I'm not sure it is fair of Aaron Murphy to leave a negative review of this book based on their opinion of the TV show. What did they think of the book itself? Was it well written and paced? Did the characters work, and did they relate well to their TV versions? Was the plot ingenious? How did it compare to other DW book authors and storylines? If you have an issue with the TV show why not go post a comment about it on one of the many DVD/BD product pages? Can you say why you think the books are boring? All opinions are equally valid and I value reading both good and bad to help me judge a product before purchasing it...Aaron's would be insightful I am sure if it were more specific to this book.
For my two pennies worth...I enjoyed this adventure. I am not a fan of the Weeping Angels, I find them a half-thought-through monster with far too many inconsistencies for my liking. But in this book, oddities of Dr Who lore to one side, Johnny Morris manages to do something unusual and different with them, weaving a funny, thought-provoking, romantic, tragic plot and placing the monsters in a new role. Unlike many recent DW books, this is not another chase story, but something more contemplative, more human. Johnny has crafted an altogether more adult adventure here, one that makes you think about your own relationships and loved ones.
As with the latest series, it is nice to see Rory growing as a character, with both the slapstick and heroic elements of his personality being given decent airtime. In fact, Rory fans get more Rory than ever before in this adventure, with The Doctor relying on him in the way he has only relied on Amy in the past. Rory has truly ascended to full companion status.
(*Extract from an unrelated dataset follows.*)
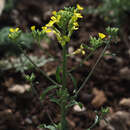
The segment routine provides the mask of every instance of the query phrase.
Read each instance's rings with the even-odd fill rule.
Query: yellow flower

Fans of Croydon will be pleased to see the much set-upon town getting a starring role. And South London's Camberwell undergoes a stunning transformation!
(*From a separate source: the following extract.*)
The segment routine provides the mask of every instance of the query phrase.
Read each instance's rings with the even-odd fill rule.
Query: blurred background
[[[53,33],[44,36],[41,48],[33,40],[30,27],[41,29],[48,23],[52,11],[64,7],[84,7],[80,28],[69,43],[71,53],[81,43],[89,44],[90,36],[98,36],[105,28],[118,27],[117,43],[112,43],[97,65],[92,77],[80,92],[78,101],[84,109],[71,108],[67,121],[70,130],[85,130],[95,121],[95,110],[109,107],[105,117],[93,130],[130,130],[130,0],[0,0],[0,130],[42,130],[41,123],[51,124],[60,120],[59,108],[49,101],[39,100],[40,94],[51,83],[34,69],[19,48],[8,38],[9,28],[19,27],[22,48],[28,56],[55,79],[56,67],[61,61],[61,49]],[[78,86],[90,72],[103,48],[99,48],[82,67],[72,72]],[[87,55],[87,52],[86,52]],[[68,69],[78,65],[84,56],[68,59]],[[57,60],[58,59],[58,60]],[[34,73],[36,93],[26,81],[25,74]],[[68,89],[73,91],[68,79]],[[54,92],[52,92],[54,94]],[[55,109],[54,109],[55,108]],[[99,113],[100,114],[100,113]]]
While there still some minor inconsistencies that the dedicated Who fan will pick up on regarding the Angels (why do the Time Editors from Father's Day not turn up to stop all this time-travel malarky, eh?), this is no fault of the author, more a result of the Angles erratic development, from one-shot baddie to multi-series big-bad. Put such quibbles to one side, and just enjoy what is a beautifully written, poignant and oft-times funny New Who adventure.